In recent years the online retail sector has exhibited continued growth, even as mainstream retail has slowed. It is now thought that £1 in every £8 is spent online and many brands such as ASOS and Amazon are successfully developed as online-only businesses. The fact that the ecommerce industry has continued to flourish and show resilience at a time of great economic uncertainty is an achievement which should be applauded. However, in 2012 retail brands should be looking at new and innovative ways to prosper and keep consumers satisfied.

The convenience and low prices associated with shopping via the web have encouraged consumers to spend without the hassle of the high street and often at a cheaper price. The advent of smartphones has helped to contribute to the notion that shopping should now be about convenience and easy accessibility, as consumers can shop on the move and browse products at their own leisure.

Nevertheless, the increase in popularity of online shopping does not necessarily have to signal the end of the high street, or mean that shopping in traditional shops should suffer. The perception is often that consumers are turning their backs on the high street when in fact the modern consumer wants to shop in a variety of different ways, without giving up on any one method. Each shopping style has its own unique footprint, for example we are more likely to buy high-end products such as jewellery and electrical goods in a store, while the weather and distance can play a part in consumers turning online for lower value goods.

Savvy retailers are embracing the e-commerce revolution by expanding and strengthening their traditional offering into a multichannel approach, with both mobile and social media commerce now providing new avenues to convert sales. The key is to appreciate that consumers want to shop in a variety of ways depending on their mood, location or what they’re doing at the time. For example, some people will opt to make a purchase through their smartphone while they wait for their train, or are sitting at home watching TV. Others will prefer to browse items at their leisure before walking into a physical store to make a purchase. To be successful, retailers need to provide a variety a of purchase methods to cater for all consumer desires. In these difficult times, retailers need to offer integrated payment options to increase the chance of making a sale.

Developments needn’t be dramatic. Having a stable and secure ecommerce site must provide a basis for any brand branching into online. Retailers should also consider that a mobile-optimised site including the payment page, that is rendered correctly, can work well when encouraging consumers to visit the traditional store.

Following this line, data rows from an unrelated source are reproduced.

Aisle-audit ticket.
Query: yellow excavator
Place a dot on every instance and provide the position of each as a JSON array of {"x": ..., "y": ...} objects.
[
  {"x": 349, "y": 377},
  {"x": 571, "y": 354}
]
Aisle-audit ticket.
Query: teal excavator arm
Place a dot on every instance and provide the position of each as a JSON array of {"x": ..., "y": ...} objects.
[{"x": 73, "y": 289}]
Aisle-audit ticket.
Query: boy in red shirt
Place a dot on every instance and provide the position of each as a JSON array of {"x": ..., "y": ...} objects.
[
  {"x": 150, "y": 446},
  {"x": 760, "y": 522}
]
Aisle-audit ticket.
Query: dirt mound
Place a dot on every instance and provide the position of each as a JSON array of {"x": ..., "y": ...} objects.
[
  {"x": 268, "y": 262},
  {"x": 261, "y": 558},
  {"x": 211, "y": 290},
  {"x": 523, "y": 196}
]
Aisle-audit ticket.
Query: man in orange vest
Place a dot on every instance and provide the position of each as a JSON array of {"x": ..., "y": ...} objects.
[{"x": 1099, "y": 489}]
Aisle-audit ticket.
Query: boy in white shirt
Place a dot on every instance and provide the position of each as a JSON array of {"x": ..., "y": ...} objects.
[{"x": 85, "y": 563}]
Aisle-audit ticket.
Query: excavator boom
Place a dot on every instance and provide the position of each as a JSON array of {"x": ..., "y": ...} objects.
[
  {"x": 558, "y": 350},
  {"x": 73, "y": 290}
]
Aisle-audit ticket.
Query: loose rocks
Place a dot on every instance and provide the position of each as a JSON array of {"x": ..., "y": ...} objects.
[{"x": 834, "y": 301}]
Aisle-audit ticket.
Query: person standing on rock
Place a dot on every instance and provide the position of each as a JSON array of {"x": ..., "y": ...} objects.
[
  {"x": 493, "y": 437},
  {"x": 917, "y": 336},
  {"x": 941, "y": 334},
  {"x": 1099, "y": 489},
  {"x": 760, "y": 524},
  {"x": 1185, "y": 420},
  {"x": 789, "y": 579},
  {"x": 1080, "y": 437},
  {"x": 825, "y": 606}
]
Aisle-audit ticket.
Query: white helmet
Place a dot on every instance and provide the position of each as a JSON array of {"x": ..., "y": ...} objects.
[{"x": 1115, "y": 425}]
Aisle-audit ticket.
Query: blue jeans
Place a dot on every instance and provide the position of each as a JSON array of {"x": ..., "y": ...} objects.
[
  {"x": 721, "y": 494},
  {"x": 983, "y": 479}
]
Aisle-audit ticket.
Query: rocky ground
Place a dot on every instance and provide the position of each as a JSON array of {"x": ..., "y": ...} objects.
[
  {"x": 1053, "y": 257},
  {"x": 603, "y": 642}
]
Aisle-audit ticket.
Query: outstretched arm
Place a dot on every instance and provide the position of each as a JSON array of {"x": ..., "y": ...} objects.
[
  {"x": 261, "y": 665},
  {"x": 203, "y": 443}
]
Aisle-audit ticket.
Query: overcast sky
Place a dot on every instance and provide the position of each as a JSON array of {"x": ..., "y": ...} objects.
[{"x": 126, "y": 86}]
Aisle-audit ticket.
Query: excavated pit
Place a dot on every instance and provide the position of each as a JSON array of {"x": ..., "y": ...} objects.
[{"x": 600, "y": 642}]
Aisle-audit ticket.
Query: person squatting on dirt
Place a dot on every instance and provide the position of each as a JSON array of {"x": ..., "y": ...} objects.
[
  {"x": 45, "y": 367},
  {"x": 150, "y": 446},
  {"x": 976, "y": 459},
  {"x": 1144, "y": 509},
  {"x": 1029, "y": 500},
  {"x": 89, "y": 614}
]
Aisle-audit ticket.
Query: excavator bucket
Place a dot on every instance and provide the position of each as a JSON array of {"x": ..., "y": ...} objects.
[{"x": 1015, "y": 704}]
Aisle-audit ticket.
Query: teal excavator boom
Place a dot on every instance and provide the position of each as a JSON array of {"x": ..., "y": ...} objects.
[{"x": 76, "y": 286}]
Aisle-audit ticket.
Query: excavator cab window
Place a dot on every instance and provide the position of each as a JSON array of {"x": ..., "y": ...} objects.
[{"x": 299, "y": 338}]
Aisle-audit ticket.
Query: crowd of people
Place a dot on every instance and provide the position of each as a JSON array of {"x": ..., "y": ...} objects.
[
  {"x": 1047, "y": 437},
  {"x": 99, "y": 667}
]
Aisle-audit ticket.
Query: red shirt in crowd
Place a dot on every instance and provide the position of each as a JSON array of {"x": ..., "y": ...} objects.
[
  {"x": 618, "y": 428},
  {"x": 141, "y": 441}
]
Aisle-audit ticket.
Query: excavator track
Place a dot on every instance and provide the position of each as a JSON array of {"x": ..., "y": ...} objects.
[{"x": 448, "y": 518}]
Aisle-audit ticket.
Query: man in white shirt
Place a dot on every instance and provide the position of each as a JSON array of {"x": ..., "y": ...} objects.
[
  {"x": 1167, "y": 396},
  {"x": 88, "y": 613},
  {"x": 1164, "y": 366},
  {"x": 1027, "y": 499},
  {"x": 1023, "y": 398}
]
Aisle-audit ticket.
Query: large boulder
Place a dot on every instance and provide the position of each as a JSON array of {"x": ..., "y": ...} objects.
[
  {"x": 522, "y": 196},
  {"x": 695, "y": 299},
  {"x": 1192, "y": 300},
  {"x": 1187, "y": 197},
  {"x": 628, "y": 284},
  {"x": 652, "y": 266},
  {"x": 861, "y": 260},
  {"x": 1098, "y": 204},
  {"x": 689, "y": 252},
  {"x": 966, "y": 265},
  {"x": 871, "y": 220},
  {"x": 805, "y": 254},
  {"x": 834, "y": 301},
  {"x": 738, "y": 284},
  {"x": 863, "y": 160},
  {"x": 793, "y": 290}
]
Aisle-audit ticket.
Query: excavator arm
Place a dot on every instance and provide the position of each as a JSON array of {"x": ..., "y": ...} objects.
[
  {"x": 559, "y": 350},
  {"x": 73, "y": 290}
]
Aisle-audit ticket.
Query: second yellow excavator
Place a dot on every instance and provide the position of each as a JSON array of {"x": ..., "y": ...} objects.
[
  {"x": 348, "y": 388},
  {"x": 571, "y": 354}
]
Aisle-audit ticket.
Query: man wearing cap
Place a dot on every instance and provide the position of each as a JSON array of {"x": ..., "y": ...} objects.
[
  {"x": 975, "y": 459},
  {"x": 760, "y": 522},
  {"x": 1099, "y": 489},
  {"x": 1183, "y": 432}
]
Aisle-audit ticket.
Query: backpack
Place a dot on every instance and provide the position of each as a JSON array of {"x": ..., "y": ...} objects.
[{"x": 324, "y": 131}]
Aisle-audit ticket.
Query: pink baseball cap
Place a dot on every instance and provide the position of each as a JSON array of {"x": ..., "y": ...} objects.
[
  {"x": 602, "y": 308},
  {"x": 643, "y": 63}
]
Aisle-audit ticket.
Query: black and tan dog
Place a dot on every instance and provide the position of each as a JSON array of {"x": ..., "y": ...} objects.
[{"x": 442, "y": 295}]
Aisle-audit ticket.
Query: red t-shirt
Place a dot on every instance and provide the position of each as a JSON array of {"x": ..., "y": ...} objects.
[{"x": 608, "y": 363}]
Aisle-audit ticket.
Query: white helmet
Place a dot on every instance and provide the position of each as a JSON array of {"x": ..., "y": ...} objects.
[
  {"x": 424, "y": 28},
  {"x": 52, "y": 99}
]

However, the payments, fraud management and core ecommerce engines that lie underneath these new shopping platforms can remain as before.

Many retailers have successfully managed to integrate their online and offline approaches with high-street brands such as John Lewis offering ‘click and collect’ services to ensure that online can compliment a bricks and mortar store. Moreover, online retailers using services such as Collect+, which allows consumers to collect and return parcels at local convenience stores, make the online shopping experience even more convenient, while encouraging customers to visit their local high street.

Although many in the industry believe the rise in online shopping has had a negative impact on the high street, we believe retailers can work to develop an integrated online service which can incorporate all the different aspects of retail and benefit the brand both on the high street and on the web.